Apparently, so “they” tell me (and by “they” I mean every parenting magazine I’ve picked up – yes, all three of them over the last 11 years – before throwing it across the room, and websites I’ve accidentally encountered before managing my desire to defenestrate said offending website as it is attached to the rest of my computer) getting the kids involved in cooking the evening meal has loads of benefits.
Including, but not limited to:
- a sense of acheivement and being involved
- maths and number skills what with all the measuring and stuff
- feeling included
- spending quality time with you
- some other learny and educationally type stuff … the list is pretty long
Also, it is loads of fun for them and you get to think of lots of ways you can give them positive reinforncement and say nice things about them yadda yadda yadda. No doubt you’ve heard it all before.
Personally, I prefer a kitchen devoid of all other human and animal life when I’m cooking. But there are moments I do include the kids.
Not necesssarily for the abovementioned reasons. Mostly because I gave into their incessant requests for spaghetti and meatballs and I don’t want to get my hands dirty.
Also, it’s fun for them, and they get to spend some quality time with me, and they learn stuff about mixing ingredients, measuring and some very good life skills. Yep, very educational.
Like, Mummy gets really pissed off when:
- It takes 14 frigging weeks to make a tray of meatballs (learning about time and timing)

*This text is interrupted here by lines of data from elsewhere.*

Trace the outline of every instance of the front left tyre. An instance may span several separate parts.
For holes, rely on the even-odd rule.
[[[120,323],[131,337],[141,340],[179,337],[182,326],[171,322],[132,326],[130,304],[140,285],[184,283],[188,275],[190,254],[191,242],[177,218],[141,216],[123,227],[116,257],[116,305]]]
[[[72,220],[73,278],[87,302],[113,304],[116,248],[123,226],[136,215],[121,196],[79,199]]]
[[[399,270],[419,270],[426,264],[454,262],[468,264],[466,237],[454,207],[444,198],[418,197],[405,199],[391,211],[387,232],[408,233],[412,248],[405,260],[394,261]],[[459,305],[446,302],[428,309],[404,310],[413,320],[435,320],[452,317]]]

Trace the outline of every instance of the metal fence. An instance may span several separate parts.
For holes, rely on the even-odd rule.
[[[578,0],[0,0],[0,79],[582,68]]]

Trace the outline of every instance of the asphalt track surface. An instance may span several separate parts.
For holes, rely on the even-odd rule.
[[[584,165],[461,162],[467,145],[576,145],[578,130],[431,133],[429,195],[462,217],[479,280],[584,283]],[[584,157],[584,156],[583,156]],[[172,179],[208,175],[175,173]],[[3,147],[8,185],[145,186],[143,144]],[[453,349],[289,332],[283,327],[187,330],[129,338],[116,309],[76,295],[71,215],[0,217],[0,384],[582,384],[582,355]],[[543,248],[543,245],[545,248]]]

- The tray consists of approximately 806 meatballs, off of which are different sizes (maths and sizing) and she is, quite frankly sick of explaining that they need to be roughly the same size so they will cook evenly
- The pasta is cooked and the frigging meatballs still aren’t in the frigging oven, but appear to be on various parts of the coffee machine, the floor and their toddler brother’s head, which is intriguing given he is asleep on the couch the other side of the room and separated from the kitchen by a kitchen sink and breakfast bar …
Also, it’s more than ok to have fun, but when the fun gets to the point of being stupid and there’s raw meat in the vegetable crisper (thank goodness we dont’ actually have vegetables crisping in there, it’s reserved for wine chilling) and behind the clock and the meatballs still aren’t in the fucking oven! then the whole concept of getting the kids to “help” is, quite frankly, out the window of its own accord. No need for a good defenestration at all.
Dinner will be served some time next month.